Rechtsanwalt und Experte für Personenschäden

Wie wurde früher das Schmerzensgeld berechnet?

Grundsätzlich ist die Höhe des Schmerzensgelds vom Gericht zu schätzen. Bislang wandte ein Teil der Rechtsprechung in Deutschland, unter anderem das OLG Frankfurt a. M., eine Berechnung für die Höhe von Schmerzensgeld in drei Schritten an.

1. Schritt

Auf der ersten Stufe werden für die Anzahl der Behandlungstage Tagessätze ermittelt. Die Höhe der Tagessätze ergibt sich aus den jeweiligen Behandlungsphasen (Intensivstation, Normalstation, stationäre Reha-Maßnahme, ambulante Behandlung, zuhause oder Dauerschaden) und den damit einhergehenden Lebensbeeinträchtigungen. Je schwerwiegender die Behandlungsphase ist, desto höher ist der Tagessatz.

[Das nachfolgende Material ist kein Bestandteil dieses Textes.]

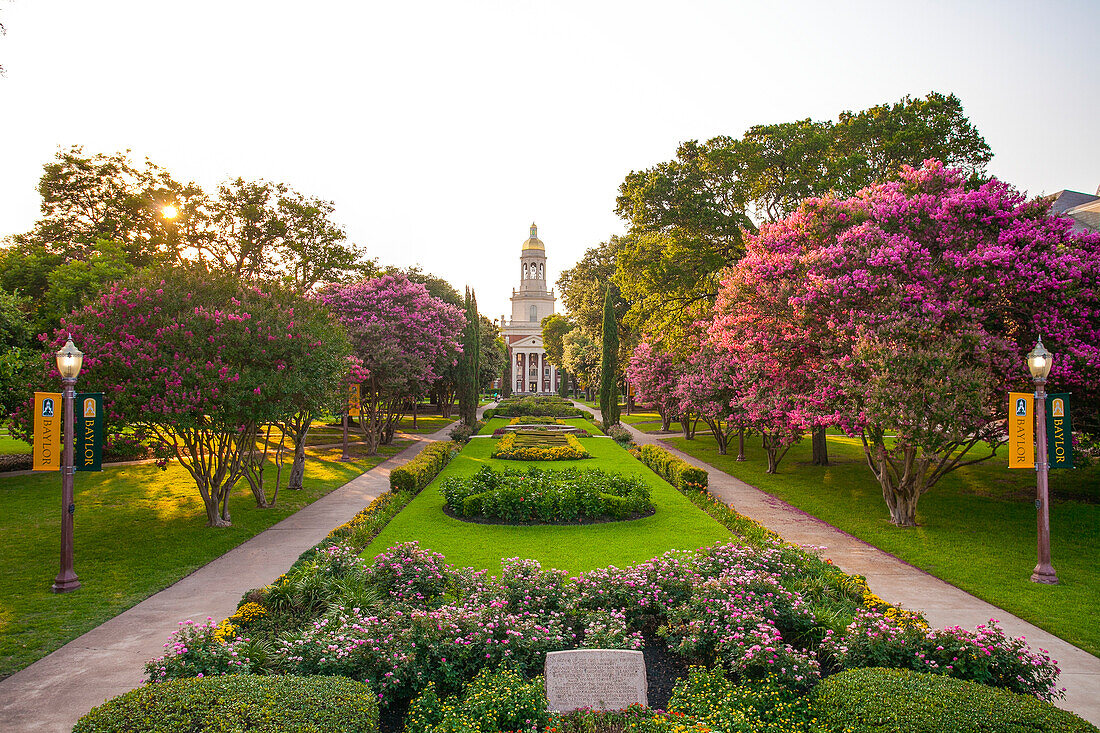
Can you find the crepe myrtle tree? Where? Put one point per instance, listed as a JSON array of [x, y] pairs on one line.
[[655, 374], [402, 335], [919, 299], [198, 361]]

Das OLG Frankfurt hat in seinem Urteil etwa einen Tagessatz von 150 Euro für die Behandlung auf der Intensivstation und 100 Euro für den Aufenthalt auf der normalen Station angesetzt.

2. Schritt

Auf der zweiten Stufe werden individuelle Zu- und Abschläge der Summe gemacht, beispielsweise bei einer geringen Lebenserwartung.

3. Schritt

Zuletzt werden Zuschläge für individuelle Besonderheiten, etwa für Dauerschäden gemacht.

Urteil des BGH

Als Sachverhalt lag dem BGH ein tragischer Verkehrsunfall zugrunde. Ein Rettungssanitäter wurde als Unfallhelfer von einem ins Schleudern geratenen PKW auf dem Seitenstreifen der Autobahn erfasst. Der Sanitäter erlitt erhebliche Verletzungen und musste dreizehn Mal, mit einem Gesamtaufenthalt von 500 Tagen stationär im Krankenhaus behandelt werden. Er musste sich dabei mehreren Operationen unterziehen, unter anderem einer Amputation des Unterschenkels. Er wurde durch den Unfall zu mindestens 60% in seiner Erwerbsfähigkeit gemindert.
Der BGH sprach sich in seinem Urteil gegen eine taggenaue Berechnung von Schmerzensgeld aus. Maßgebend für die Höhe des Schmerzensgeldes sei
„im Wesentlichen die Schwere der Verletzungen, das durch diese bedingte Leiden, dessen Dauer, das Ausmaß der Wahrnehmung der Beeinträchtigung durch den Verletzten und der Grad des Verschuldens des Schädigers.“
Dem BGH nach kann die Höhe des Schmerzensgelds nicht nach einer rein schematischen Berechnungsmethode bestimmt werden, um dem individuellen Einzelfall gerecht werden. Das lasse schon der Wille des Gesetzgebers erkennen, der eine „billige Entschädigung“ in Geld fordert.
Durch die schematische Berechnungsmethode lässt das Berufungsgericht maßgebliche Umstände außer Acht, die stattdessen für die korrekte Berechnung von Schmerzensgeld relevant sind.
Die Konzentration auf „allgemeingültige Parameter“ für die Bestimmung der Entschädigung ist lebensfremd. Vielmehr sollte auf die konkrete Verletzung des Geschädigten an sich, die angewandten Behandlungsmethoden und das insgesamt erlittene individuelle Leid des Opfers abgestellt werden.
Das Kriterium der Behandlungsart nach Stationen im Krankenhaus ist unscharf, da etwa die stationäre Behandlung aus einem bloßen Krankheitsverdacht ohne (noch) zu spürendes Leid ärztlich angeordnet werden kann. Außerdem kann ein und dieselbe Verletzung für verschiedene Menschen komplett andere Auswirkungen und unterschiedlich empfundenes Leid verursachen.
Der Grad der Schädigungsfolgen kann nicht aus einer isolierten Betrachtung der körperlich und/oder psychischen Defizite bestimmt werden, sondern bedarf einer Gesamtbetrachtung der individuellen Lebensumstände. Eine Handamputation für einen professionellen Pianisten, der sich beruflich umorientieren muss, hat zum Beispiel einen anderen Schädigungsgrad, als für jemanden, der eine Bürotätigkeit ausübt.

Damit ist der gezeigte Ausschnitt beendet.